ここでは、簡単な不動産売却の手順についてご紹介します。

○基本

不動産を売却する上で重要なことは、価格と売却期間です。相場より高く売却したい場合には、物件価値にもよりますが、1・2年かけて売却することになります。(土地の場合はそれ以上です。)
逆に短期間での売却を考える場合には、価格を相場より安めにして売却することになります。
当社の場合、平均して3〜4ヶ月が売却期間となるケースが多いようです。

○不動産の相場とは

不動産の相場は一概には言えませんが、鹿屋市街では大体平均して8〜9万円です。ただエリアによってその相場は変わってきます。
寿3・4丁目・札元エリア・・・坪9〜13万円
旭原エリア・・・・・・・・・・・・・坪5〜7万円
寿5・6・7・8丁目エリア・・・坪6〜10万円
西原エリア・・・・・・・・・・・・・坪6万〜10万円
川西エリア・・・・・・・・・・・・・坪4万〜6万円
串良町・・・・・・・・・・・・・・・・坪3〜4.5万円
                  (H21年10月時点、当社取引事例より)

○住宅について

住宅の売却査定の場合、基本は立地条件、つまり土地による価格がメインとなります。住宅については、建築構造(木造・鉄筋コンクリートなど)によって変わってきますが、大まかにいって間取りと築年数によって決まってきます。
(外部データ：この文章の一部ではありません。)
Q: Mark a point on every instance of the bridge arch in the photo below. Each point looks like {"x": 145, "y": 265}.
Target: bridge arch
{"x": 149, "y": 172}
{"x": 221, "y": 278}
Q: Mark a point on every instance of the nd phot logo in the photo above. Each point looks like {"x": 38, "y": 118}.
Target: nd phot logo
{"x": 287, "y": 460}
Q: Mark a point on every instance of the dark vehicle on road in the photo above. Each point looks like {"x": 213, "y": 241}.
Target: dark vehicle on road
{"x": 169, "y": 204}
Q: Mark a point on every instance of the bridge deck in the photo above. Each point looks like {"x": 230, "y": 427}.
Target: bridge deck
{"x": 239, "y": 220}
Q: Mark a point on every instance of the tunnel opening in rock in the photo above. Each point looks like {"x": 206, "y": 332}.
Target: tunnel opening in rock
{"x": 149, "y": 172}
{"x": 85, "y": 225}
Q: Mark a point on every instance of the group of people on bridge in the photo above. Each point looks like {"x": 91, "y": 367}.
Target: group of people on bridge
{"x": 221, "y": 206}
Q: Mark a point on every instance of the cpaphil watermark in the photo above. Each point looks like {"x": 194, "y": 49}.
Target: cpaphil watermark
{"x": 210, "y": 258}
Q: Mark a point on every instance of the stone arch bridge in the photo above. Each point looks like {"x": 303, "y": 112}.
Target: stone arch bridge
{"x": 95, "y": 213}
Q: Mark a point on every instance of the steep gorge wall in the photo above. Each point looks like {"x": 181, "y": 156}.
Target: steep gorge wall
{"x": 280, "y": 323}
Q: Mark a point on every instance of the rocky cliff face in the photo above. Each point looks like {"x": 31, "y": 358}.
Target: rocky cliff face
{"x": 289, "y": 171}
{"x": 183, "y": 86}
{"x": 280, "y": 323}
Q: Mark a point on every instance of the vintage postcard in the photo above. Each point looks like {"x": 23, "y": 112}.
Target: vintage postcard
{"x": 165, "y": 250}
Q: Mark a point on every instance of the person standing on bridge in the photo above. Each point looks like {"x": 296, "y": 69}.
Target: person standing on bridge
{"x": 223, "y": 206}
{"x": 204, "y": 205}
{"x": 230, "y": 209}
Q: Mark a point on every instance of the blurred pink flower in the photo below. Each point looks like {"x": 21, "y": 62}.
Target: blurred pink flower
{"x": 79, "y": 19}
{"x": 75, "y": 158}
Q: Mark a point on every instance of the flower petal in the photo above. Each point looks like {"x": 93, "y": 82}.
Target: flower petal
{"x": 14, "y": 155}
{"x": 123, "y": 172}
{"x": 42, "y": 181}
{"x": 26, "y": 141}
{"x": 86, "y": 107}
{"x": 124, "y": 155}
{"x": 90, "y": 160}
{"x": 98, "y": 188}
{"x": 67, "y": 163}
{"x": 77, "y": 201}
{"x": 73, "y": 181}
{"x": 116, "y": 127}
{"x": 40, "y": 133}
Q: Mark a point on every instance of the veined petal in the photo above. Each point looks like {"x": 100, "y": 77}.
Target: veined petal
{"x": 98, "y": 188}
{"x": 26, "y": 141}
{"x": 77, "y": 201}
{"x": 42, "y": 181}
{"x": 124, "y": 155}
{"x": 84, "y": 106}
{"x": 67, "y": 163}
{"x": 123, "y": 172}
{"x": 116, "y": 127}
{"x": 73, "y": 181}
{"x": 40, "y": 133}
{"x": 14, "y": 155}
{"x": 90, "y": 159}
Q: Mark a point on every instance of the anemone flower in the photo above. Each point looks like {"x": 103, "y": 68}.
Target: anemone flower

間取りを4LDK(2階建て)と仮定した場合、築年数によって以下のように価格は変動します。

新築時・・・・  取得価格×0.8
築5年:・・・・  取得価格×0.5
築10年・・・・ 取得価格×0.3
築20年以降・ 取得価格×0

これはあくまで一般住宅を対象としていますので、付属設備などによって価値が変わってきますが、100万円単位の上乗せがないのが実情です。(大理石の応接間やソーラーシステム、電気温水器など)


○建物の瑕疵(破損など)について

建物が破損している状態で売却を考えている場合、その破損箇所について売却価格は大きく変わります。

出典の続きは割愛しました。